In March I had the special privilege of spending half a day at the Washington Alternative School, our district's special facility for students who have had serious, behavioral problems in standard schools. The school is one of many reasons why our community owes School Superintendent Jesse Register a large debt of gratitude.
Ten years ago the Washington School was a burned out hulk that served as home for several squatters who partitioned space with plastic sheeting. Much of the building was without a roof. Trees punctured the floor in hallways. A teacher concerned about the plight of expelled students saw possibilities for the structure. Grants were obtained to renovate the building. Discarded furniture, supplies, and computers found their way into the freshly painted and tiled classrooms. Ten years ago the school opened.
Washington School serves grades six through twelve. It has no athletic teams, cheerleaders, alumni organization, or clubs typical of most schools. Many of its students have been remanded to the school after committing serious offenses or being repeatedly disruptive in their previous classrooms. Some are there after serving sentences in state reformatories. Only after sustained proof that they can progress in their studies and adhere to rigorous rules can these students rejoin conventional schools. Once they are sent to Washington School students will spend from twelve weeks to a full academic year in its program.
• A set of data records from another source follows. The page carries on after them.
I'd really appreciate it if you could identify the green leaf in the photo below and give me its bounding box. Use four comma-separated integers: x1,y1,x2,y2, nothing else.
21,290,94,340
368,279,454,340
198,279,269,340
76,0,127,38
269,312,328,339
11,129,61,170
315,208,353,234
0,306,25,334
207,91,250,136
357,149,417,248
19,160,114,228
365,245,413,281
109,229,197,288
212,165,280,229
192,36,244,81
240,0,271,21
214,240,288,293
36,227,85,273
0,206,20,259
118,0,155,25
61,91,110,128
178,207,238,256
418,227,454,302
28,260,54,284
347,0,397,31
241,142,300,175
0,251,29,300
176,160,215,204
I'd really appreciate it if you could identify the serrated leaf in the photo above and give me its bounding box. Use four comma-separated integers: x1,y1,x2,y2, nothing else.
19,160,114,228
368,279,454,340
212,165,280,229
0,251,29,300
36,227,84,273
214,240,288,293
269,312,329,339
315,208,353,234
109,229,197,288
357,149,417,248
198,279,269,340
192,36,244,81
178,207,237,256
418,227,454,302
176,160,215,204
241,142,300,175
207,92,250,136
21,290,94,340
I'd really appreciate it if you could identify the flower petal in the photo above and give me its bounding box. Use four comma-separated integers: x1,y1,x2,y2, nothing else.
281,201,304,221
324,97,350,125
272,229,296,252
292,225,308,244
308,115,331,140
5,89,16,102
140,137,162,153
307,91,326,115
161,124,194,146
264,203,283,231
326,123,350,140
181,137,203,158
The student body ranges from 90 to 140; each week sees several departures and several new arrivals. At present the student body is almost evenly divided between boys and girls.
A faculty of eight led by Principal Gary James, a guidance counselor, and a policeman minister to the students. The school is based on levels of privilege that are earned by good behavior. A newcomer enters the school at the “bronze” level. Accumulation of good conduct marks, which can be awarded or subtracted by anyone at the school, allows advancement in sequence to “silver,” “gold,” and “platinum” categories. Each promotion carries additional, modest liberties. A platinum student can carry messages to the office without accompaniment; he can spend an afternoon at a nearby recreation facility; he can order a special lunch weekly.
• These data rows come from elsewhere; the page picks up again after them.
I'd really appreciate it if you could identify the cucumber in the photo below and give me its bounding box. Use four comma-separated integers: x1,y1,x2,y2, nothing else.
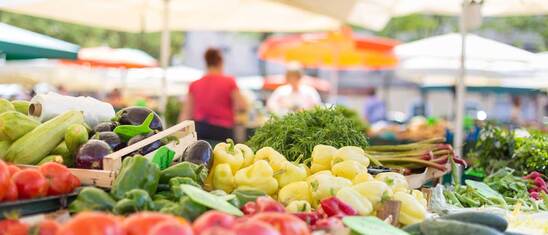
420,219,503,235
6,110,85,164
441,212,508,232
51,142,73,167
65,124,89,155
402,223,423,235
38,155,64,165
0,140,10,160
11,100,30,114
503,232,526,235
0,111,40,141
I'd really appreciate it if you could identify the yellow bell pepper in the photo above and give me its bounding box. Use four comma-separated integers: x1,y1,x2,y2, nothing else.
411,190,428,208
352,181,393,208
393,191,427,226
285,200,312,213
336,187,373,216
212,163,235,193
278,181,313,206
275,161,308,188
212,139,244,173
234,160,278,195
331,159,367,180
235,143,254,168
352,172,374,184
374,172,409,193
310,145,337,174
254,147,288,172
331,146,370,169
307,171,352,204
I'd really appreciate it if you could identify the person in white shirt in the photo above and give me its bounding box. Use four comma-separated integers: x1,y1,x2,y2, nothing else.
267,62,321,116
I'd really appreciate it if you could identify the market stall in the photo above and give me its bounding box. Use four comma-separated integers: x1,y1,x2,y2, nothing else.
0,93,545,235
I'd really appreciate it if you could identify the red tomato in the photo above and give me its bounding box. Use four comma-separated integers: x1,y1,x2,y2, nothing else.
57,212,125,235
7,165,21,177
193,211,235,234
200,227,236,235
233,220,280,235
37,219,61,235
0,160,10,200
148,221,193,235
69,174,81,189
39,162,77,195
3,179,18,202
251,212,310,235
0,219,28,235
123,212,183,235
12,169,48,199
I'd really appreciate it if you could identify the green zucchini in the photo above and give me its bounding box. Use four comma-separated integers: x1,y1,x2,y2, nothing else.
420,219,503,235
0,99,15,114
0,111,40,141
0,140,10,160
65,124,89,155
503,231,526,235
11,100,30,114
38,155,64,165
6,110,85,164
402,223,423,235
51,142,73,167
441,212,508,232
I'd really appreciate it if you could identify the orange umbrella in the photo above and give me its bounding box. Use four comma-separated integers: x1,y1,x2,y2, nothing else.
61,47,158,68
259,28,399,69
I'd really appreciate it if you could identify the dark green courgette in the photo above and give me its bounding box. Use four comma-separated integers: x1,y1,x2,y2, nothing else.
441,212,508,232
420,219,503,235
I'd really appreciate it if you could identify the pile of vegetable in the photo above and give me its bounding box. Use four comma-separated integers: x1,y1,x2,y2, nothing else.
0,99,169,170
443,177,547,212
207,140,429,226
0,160,80,202
468,123,547,175
247,106,369,162
364,137,465,174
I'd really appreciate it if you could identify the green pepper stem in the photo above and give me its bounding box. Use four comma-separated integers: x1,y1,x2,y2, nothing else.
226,138,235,154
I visited three classes--math where students who completed an exam on time could play a game of chess, social studies, and senior English. Some of the students had complex learning problems; many read well below grade level. Some had significant attention-deficit and hyperactivity problems. Some seemed quite bright but disorganized. I participated in discussions on courage based on a series of essays that the students had read. The teachers amazed me with their skills in maintaining order and momentum in the day's lesson plan. There are no bells to mark the end of classes; the clanging sound is too disruptive. Hallways remain quiet while students move from one room to another. Good manners and mutual respect are repeatedly emphasized. The lessons of Washington School involve not only academics but also how to behave constructively both in and away from school. The School establishes for many of its students the first, consistent code of conduct and expectations that they have had.
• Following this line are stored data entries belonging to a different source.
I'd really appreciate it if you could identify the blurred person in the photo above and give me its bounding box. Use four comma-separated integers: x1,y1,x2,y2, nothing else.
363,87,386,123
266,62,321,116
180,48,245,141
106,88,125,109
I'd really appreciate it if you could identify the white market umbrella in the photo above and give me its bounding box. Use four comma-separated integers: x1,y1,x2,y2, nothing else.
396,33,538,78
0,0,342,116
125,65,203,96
My visit was a sampler. The three hours passed without incident. The students who greeted me were cordial. One asked if I would join him in a game of chess. We had frank discussions on courage and heroism. Perhaps the presence of a stranger was intimidating. The staff acknowledged difficult days when tensions run high because of eruptive behavior. Sometimes the courts remand students whom the school simply cannot reach. A large majority of the students who pass through the sparkling halls of Washington School successfully rejoin conventional schools. An occasional alumnus or alumna writes a letter of appreciation from college.
I was awed by the dedication and the skills of the faculty and staff. They are on a mission that literally saves lives and generates hope where that is a scarce commodity. Too often critics take political, potshots at our public schools. With thin resources, large hearts, and incredible dedication the Washington School embodies the idea that education is finally an act of devotion to the well-being of all students.